8. In order to decide the question whether the demand issued to the appellants was time barred, we consider it desirable to refer to the following extract from the impugned order in regard to the submissions made by the appellants during the proceedings before the Collector :

“M/s. Government Instrument Workshop, Pappanamcodo, in their letter No. GIW/S-O/371/80 dated 6-11-1984 have stated that from 1977 onwards the unit was functioning as a unit of “SIDCO”; that their application for exemption, based on the Notification No. 176/77 dated 18-6-1977 which was superseded by 89/79 dated 1-3-1979 and Notification No. 105/80 dated 19-6-1980 for the goods manufactured in the Unit was submitted to the Central Excise authorities and permission was granted with effect from 18-6-1977 to 31-3-1978; that they had not suppressed any fact, that their organisation was a unit of SIDCO, further they stated that the declaration issued by the Manager, Government Instrument Workshop, to the effect that the total value of the products and the machinery installed in the workshop for the year 1977-78 has not exceeded Rs. 30 lakhs and Rs. 10 lakhs respectively and which was submitted to the Central Excise Department clearly indicated that the unit was run by SIDCO. They also submitted that for the year 1978-79 they submitted an application for exemption and the same was granted.

M/s. Government Instrument Workshop further stated that for the year 1979-80 also they had submitted an application on 30-4-1980 and that the matter was subsequently under correspondence between the parties. They indicated that the Central Excise Department was informed that Government Instrument Workshop was a unit run by SIDECO which was an undertaking of the Government of Kerala and that they were having a separate SSI registration and maintaining separate accounts and that a separate balance sheet was also prepared in respect of this unit.
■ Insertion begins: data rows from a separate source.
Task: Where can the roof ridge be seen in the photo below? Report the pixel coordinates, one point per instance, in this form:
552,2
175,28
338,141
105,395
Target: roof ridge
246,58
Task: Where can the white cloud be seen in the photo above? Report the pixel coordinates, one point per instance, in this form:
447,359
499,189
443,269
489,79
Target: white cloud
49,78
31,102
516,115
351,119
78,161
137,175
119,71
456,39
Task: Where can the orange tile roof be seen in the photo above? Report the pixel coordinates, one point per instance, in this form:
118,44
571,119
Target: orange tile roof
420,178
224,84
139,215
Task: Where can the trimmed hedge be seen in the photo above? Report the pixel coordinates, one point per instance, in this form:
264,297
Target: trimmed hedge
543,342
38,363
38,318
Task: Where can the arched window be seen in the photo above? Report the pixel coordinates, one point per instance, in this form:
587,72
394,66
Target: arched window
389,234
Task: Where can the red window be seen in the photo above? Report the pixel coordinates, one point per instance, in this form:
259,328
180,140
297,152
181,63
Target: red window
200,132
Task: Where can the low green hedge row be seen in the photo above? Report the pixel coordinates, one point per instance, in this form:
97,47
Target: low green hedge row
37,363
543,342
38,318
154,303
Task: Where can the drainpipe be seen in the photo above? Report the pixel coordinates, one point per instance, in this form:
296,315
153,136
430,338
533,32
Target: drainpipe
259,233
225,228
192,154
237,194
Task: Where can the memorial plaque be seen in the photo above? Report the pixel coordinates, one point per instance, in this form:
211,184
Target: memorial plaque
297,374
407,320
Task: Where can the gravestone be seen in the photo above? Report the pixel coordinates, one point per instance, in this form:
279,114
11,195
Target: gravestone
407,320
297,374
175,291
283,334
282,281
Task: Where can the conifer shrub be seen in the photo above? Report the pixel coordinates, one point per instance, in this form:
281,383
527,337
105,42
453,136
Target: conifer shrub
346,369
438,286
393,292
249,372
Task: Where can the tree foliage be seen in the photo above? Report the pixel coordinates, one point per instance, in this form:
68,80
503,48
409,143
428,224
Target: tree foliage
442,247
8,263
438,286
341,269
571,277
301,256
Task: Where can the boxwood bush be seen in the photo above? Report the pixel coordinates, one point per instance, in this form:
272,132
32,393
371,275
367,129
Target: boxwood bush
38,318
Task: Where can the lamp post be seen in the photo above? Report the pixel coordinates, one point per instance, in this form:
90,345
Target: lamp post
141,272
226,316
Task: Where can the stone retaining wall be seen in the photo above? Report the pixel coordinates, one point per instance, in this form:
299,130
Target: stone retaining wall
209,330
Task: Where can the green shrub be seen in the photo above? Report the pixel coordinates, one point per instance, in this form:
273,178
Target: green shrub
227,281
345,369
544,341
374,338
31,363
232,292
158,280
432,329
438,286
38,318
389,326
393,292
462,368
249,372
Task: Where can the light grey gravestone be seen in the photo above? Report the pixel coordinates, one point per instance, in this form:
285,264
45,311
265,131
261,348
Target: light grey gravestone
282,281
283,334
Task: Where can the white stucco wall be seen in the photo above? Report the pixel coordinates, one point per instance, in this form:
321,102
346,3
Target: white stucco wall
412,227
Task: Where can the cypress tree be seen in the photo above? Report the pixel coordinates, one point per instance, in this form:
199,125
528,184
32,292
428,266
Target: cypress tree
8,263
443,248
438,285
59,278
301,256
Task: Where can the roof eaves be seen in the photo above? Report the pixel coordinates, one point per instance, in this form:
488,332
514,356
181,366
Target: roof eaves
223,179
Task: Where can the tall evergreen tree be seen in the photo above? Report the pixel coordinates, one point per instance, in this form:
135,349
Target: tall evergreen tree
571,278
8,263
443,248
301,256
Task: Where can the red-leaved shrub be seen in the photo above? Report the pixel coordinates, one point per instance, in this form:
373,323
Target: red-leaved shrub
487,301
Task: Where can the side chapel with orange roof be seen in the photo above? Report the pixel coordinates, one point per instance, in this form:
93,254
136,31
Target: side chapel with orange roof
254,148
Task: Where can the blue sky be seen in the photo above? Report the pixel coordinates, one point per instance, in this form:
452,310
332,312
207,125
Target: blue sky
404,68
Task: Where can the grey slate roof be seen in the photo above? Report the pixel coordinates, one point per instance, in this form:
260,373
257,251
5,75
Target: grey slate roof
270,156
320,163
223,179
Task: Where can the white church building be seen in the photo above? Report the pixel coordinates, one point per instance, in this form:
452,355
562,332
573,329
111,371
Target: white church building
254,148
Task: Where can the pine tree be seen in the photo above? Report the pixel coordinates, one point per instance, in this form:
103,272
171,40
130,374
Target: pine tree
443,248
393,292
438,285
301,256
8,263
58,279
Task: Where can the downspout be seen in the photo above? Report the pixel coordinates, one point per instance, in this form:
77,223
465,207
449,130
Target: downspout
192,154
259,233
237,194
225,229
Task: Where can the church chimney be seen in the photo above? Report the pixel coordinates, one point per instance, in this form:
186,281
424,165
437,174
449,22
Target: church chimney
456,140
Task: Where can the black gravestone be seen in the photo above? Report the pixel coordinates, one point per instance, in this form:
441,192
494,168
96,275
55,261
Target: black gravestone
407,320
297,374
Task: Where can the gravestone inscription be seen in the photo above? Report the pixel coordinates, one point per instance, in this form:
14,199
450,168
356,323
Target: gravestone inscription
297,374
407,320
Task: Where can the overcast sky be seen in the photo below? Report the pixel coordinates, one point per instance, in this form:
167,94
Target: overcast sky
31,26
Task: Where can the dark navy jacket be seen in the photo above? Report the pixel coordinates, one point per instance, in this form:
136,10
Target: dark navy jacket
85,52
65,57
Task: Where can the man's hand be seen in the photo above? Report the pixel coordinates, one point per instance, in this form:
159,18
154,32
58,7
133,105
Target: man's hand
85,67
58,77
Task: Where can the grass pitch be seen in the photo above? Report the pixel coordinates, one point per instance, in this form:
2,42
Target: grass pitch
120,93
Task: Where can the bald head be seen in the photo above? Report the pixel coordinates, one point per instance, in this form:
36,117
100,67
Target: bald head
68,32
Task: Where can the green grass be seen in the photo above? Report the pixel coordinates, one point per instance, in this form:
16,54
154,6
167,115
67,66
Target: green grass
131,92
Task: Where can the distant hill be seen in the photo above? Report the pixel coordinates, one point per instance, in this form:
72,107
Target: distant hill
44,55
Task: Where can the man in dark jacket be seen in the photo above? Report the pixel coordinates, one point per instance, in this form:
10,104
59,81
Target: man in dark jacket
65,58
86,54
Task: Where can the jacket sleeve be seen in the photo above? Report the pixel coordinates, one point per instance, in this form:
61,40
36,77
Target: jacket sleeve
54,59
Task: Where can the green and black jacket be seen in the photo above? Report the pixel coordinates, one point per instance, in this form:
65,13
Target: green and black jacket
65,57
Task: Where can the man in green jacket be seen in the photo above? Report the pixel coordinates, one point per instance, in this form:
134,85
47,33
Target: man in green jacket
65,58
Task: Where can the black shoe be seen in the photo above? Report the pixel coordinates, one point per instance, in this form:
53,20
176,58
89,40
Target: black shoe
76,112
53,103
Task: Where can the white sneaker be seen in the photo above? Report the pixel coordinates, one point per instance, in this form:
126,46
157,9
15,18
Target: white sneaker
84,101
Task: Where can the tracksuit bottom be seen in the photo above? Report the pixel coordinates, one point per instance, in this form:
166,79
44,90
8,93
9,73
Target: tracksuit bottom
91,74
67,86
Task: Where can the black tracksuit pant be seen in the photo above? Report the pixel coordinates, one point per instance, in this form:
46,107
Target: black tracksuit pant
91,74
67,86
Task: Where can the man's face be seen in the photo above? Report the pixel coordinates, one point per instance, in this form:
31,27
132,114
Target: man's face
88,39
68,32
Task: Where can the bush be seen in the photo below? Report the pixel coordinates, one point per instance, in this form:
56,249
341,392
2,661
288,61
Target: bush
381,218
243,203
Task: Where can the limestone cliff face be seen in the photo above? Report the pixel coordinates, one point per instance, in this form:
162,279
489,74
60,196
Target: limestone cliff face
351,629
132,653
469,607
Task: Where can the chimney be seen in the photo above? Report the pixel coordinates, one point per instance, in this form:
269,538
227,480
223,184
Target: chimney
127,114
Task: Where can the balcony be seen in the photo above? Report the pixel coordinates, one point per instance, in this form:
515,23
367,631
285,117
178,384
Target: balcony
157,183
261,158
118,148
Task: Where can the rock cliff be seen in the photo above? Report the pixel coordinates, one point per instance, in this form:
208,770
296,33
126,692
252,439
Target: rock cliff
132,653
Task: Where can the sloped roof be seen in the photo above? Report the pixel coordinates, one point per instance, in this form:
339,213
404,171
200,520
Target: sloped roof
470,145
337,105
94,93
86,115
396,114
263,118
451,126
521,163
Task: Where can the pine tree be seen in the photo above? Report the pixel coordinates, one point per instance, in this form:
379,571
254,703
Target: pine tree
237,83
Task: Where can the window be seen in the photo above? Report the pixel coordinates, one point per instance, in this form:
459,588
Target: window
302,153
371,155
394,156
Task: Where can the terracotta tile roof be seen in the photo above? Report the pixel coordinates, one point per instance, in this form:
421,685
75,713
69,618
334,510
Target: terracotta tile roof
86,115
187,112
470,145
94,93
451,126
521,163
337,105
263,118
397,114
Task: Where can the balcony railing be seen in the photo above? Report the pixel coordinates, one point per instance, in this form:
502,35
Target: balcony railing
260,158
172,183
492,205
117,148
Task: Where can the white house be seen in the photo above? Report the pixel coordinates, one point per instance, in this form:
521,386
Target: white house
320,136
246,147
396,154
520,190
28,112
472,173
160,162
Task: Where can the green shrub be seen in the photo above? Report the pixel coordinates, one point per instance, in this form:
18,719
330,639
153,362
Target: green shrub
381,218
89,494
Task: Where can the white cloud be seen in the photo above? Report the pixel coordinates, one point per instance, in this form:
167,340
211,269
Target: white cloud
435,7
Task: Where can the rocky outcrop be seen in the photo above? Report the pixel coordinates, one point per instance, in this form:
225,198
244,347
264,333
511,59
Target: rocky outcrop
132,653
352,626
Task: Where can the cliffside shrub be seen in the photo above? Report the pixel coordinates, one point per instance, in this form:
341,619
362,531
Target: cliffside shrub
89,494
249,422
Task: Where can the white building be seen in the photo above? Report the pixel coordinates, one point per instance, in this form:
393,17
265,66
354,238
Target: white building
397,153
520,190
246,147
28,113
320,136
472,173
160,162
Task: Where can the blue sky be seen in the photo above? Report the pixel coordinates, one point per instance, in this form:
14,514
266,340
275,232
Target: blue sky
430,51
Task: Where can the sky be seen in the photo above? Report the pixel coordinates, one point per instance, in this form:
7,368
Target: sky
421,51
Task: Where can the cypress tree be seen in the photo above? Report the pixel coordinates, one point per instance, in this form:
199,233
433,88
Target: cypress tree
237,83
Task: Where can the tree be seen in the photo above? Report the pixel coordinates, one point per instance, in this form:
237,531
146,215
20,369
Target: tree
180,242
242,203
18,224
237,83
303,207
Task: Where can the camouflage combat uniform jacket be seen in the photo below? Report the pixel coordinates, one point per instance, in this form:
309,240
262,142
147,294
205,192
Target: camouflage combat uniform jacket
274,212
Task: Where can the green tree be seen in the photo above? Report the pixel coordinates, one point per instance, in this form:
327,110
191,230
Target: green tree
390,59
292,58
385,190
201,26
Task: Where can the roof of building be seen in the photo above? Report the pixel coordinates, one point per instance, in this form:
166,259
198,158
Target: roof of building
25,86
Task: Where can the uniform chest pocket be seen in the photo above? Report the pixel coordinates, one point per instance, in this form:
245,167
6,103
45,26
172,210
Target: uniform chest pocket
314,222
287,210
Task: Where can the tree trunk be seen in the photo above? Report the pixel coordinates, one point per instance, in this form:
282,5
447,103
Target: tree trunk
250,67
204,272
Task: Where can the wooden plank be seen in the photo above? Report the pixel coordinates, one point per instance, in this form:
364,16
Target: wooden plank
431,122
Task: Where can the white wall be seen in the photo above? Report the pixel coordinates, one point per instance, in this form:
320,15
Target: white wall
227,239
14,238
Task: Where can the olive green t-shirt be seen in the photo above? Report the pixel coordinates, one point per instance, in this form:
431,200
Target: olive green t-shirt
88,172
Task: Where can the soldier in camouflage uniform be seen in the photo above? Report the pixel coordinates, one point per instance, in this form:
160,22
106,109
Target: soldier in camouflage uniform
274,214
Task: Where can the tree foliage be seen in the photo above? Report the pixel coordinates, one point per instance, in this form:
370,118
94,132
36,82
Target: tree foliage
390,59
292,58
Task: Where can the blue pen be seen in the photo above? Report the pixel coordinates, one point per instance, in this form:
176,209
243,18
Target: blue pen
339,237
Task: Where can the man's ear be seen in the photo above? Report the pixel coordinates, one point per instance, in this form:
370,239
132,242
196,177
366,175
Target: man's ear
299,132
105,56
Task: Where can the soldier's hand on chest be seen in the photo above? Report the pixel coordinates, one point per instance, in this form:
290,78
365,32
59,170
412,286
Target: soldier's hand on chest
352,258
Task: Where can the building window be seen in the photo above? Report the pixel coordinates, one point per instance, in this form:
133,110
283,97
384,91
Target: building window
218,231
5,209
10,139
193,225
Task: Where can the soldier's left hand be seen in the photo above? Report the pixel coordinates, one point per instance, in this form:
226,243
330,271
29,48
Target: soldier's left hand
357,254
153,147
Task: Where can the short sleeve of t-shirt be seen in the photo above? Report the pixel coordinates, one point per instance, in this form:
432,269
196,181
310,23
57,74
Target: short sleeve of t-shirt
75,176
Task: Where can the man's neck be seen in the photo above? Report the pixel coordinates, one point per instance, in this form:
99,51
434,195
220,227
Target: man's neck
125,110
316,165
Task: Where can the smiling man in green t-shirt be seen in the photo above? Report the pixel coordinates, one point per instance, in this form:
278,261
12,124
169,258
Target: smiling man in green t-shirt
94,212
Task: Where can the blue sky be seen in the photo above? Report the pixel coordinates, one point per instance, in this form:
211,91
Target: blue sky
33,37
They also contended that the unit had no interest directly or indirectly with any other units of SIDECO. Further they pointed out that the exemption limit had to be arrived at only after taking into account the goods manufactured in the above unit, and that as such there is no justification for clubbing the value of the products manufactured by other units.

They added that a show cause notice No. OC330/83 dated 1-12-1983 was issued by the Superintendent of Central Excise, Range-II, Trivandrum in the same matter which was subsequently withdrawn. They added that they have been issued with another show cause notice on the same issue.”

9. On a plain reading of the extracts from the impugned order reproduced above, it is evident that the appellants had at all stages kept the department informed that they were a unit of the Kerala State Small Industries Development and Employment Corporation Ltd. It is also noteworthy that a show cause notice dated 1-12-1983 issued to the appellants by the Superintendent of Central Excise, Trivandrum on the same grounds was later withdrawn. In fact, even the findings of the Collector in the proceedings, which have been challenged before us are in favour of the appellants. Under these circumstances we hold that there could be no charge of wilful mis-statement or suppression with the intent to evade duty against the appellants and the demand issued on 8-10-1984 for the period 6-12-1977 to 21-6-1981 by invoking the extended period of limitation was time barred.

10. The impugned order being entirely in favour of the respondents the cross-objection filed by them is not maintainable.

11. In view of the above discussion both the appeals are rejected. The cross-objection being not maintainable is also dismissed.